Compromised ESG appliances must be immediately replaced regardless of patch version level. Only a subset of ESG appliances have shown any known indicators of compromise, and are identified by a message in the appliance User Interface.

On July 28, the company explained that SUBMARINE malware was found on infected devices that had been patched

This additional malware was utilized by the threat actor in response to Barracuda’s remediation actions in an attempt to create persistent access on customer ESG appliances. This malware appeared on a very small number of already compromised ESG appliances.

In a blog post today, Mandiant confirmed that the patches appear to be effective, saying that since Barracuda released its patches, “Mandiant and Barracuda have not identified evidence of successful exploitation of CVE-2023-2868 resulting in any newly compromised physical or virtual ESG appliances.” The company goes on to reiterate that compromised organizations should replace their appliances:

…a limited number of previously impacted victims remain at risk due to this campaign … Mandiant’s recommendations remain unchanged — victims impacted by this campaign should contact Barracuda support and replace the compromised appliance.

The FBI has now independently verified the same findings.

the FBI has independently verified that all exploited ESG appliances, even those with patches pushed out by Barracuda, remain at risk for continued computer network compromise from suspected PRC cyber actors exploiting this vulnerability.

The flaw in Barracuda’s appliance is a remote command injection vulnerability which exists in the Barracuda Email Security Gateway (appliance form factor only).
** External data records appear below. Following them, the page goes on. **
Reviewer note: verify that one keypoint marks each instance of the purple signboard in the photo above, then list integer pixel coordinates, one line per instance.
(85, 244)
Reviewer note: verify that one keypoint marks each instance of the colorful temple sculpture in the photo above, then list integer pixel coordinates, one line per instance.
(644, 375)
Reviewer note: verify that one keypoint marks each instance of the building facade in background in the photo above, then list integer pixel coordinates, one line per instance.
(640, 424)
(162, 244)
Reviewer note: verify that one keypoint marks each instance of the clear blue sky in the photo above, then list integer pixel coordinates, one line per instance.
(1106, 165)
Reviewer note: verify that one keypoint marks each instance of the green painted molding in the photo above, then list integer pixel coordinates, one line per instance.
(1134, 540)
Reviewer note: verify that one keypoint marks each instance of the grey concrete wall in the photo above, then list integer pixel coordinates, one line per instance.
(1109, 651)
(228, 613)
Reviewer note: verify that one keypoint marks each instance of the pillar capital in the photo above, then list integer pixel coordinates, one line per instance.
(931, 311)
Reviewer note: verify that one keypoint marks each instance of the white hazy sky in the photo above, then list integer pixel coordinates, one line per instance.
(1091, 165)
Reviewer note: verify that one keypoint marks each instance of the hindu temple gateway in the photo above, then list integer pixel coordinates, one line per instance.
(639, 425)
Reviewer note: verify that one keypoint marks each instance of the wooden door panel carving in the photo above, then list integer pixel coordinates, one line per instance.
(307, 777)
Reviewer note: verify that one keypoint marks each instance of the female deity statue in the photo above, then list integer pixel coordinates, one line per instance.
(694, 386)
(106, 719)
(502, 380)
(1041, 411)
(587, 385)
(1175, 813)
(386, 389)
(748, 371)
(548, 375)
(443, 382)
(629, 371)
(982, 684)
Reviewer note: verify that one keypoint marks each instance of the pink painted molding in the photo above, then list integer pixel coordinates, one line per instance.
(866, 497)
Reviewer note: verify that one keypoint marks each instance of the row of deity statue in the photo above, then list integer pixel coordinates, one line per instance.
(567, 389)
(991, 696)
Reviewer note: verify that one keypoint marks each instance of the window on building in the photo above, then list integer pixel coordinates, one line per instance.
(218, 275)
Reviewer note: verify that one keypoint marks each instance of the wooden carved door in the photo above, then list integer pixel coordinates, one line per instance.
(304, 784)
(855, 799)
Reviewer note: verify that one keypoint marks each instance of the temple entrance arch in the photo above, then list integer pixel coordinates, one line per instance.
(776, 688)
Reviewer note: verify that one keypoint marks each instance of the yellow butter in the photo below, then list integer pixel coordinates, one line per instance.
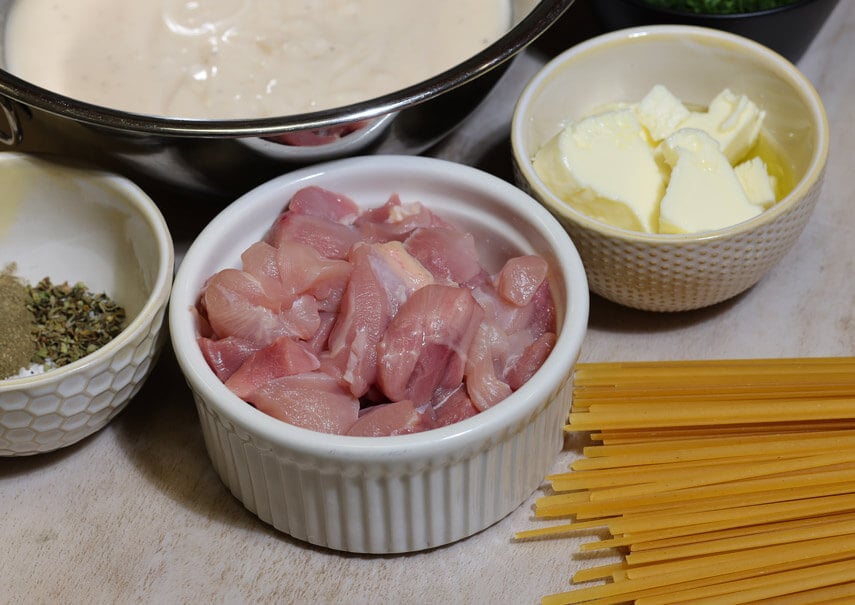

The vulnerability stems from incomplete input validation of file names contained in .tar file attachments. As a consequence, a remote attacker could specifically format these file names in a way that results in remotely executing a system command through Perl’s qx operator, with the privileges of the Email Security Gateway product.

According to the FBI, the cybercriminals utilized this vulnerability to insert malicious payloads onto the ESG appliance with a variety of capabilities that enabled persistent access, email scanning, credential harvesting, and data exfiltration.

The Cybersecurity and Infrastructure Security Agency (CISA) has published four malware analysis reports based on malware variants associated with the exploitation of this vulnerability in Barracuda ESG appliances.

The CISA reports address:

In these reports and the FBI Flash you can find a host of Indicators of Compromise that are certainly worth pursuing if you have or had the Barracuda ESG appliance in your environment between October 2022 and now.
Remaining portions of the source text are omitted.